Despite being ruthless, brave and at times egotistical, Senna’s intellectual and devoutly spiritual depth leant him an aura of mystique that reflected his ideals of equality. His understanding of life came from both study and practice – an ascetic dedication to the intricate nature of existence as lived in the margins of death. He was a bunch of superlatives stuck together.
Although large in life, he became a giant in death. The depth of Senna’s generosity lay mostly hidden while he was alive, such was his modesty with such matters. At his funeral service, his sister Viviane addressed the crowds: “Brazil is going through a very bad time. No one feels like helping anyone any more. People just live for themselves. My brother had a mission and our family is in deep emotion today because we did not realise it had made him so greatly loved.”

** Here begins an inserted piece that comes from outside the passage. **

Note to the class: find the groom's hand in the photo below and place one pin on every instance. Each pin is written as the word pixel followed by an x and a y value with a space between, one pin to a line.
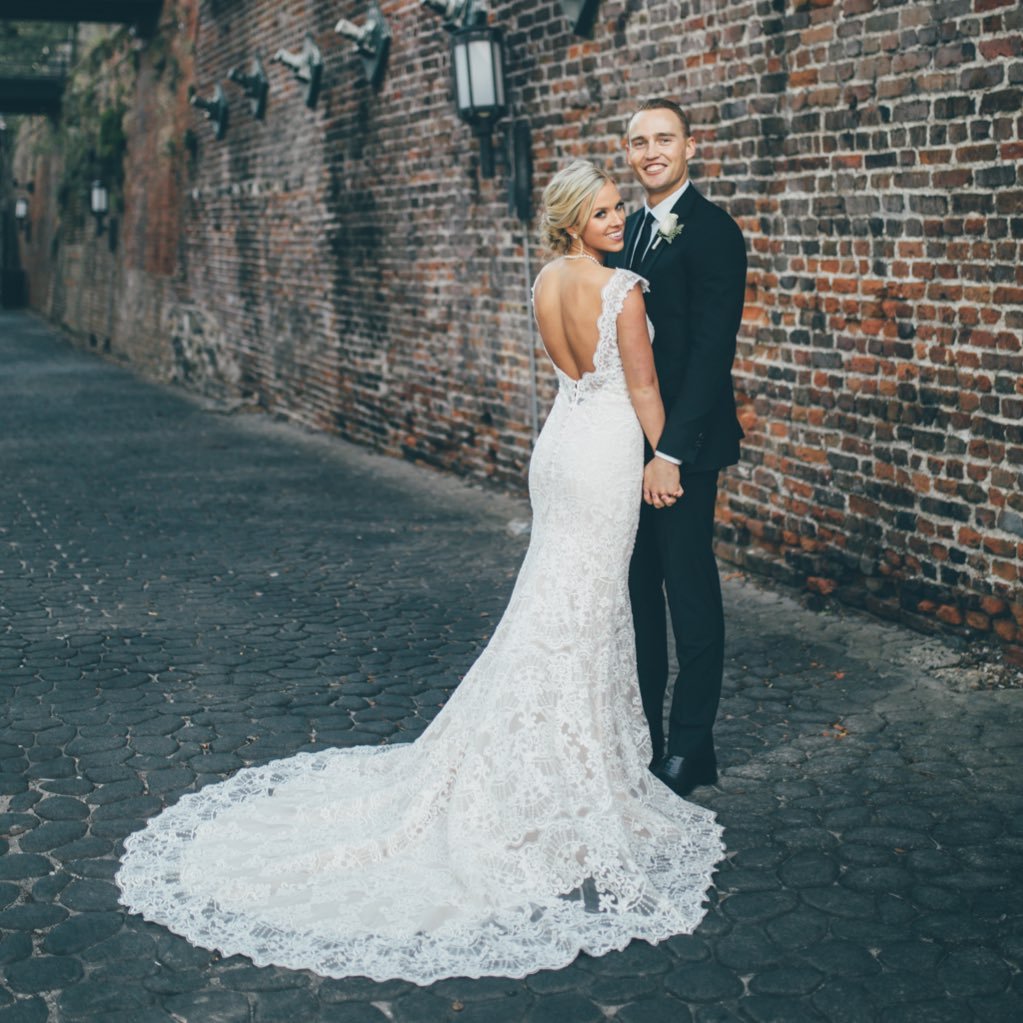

Sometimes when you are too close to something, you don’t see the whole picture. It might seem like Senna was leaving only memories, but he and his sister, not long before his death, had talked about making his charitable efforts more formal. Six months after he had passed away, Viviane established the Instituto Ayrton Senna, an NGO that has donated around $400m to sections of Brazilian society as a means of helping with development for children and young Brazilians.
On the 10th anniversary of his death in 2004, members of the 1994 World Cup-winning team, including Dunga and Cláudio Taffarel, played a Formula One team that included Michael Schumacher and Fernando Alonso in a charity match near Imola, with all proceeds going to Senna’s institute. He might have loved motor racing, but he also loved football. A São Paulo local, Senna was a lifelong Corinthians fan – often wearing their shirt under his race suit.
Senna won his first F1 title in 1988 – 30 years ago. Since then, fans of the club and the country have continually created large tifo displays in his memory. Possibly the most iconic tribute came in 2014. On entering the field, Corinthians players donned replica helmets under their arms, commemorating the two decades since his death.
Corinthians went on to an expected win against Nacional away in Manaus. Fans at the game brought their own tributes, including flags and banners. Just like with the World Cup in 1994, his spirit seemed to be present throughout his club’s 3-0 victory.
The power of a dream
The legacy of Brazil’s football team in the 1990s and the memory of Ayrton Senna are forever linked. Their influence on Brazil and their respective sports go well beyond what any politician or political party could dream of in Brazil. Numbers and statistics of their success go some way in helping us understand their greatness, but invariably miss the point.
That Ronaldo is one of only two players under the age of 18 to have won a World Cup medal – the other being Pelé – or that Bebeto and Romário played only 23 games together for the national team, never losing and scoring 33 goals between them – eight of which were at USA 94 – doesn’t matter. That Senna still holds the record for wins at Monaco – six – despite last winning there in 1993 doesn’t matter either.
Over a million people on the streets of his hometown, São Paulo, watched Senna’s funeral. Many more millions viewed the event on television. This is the most significant number associated with his life – it’s this number that is the best indicator of the impact he made, and it goes way beyond the track.
Befitting of his legacy, Ayrton Senna’s grave is small and unassuming. It’s situated between affluent high-rise flats and a favela in the Morumbi Cemetery, a spot where even in his death he can bridge the gap between the two. On one side is where most people begin. On the other is where they hope to end up. Hope is always there to give them a hand. That hope comes in the form of 11 men on a pitch and the memory of a racing driver.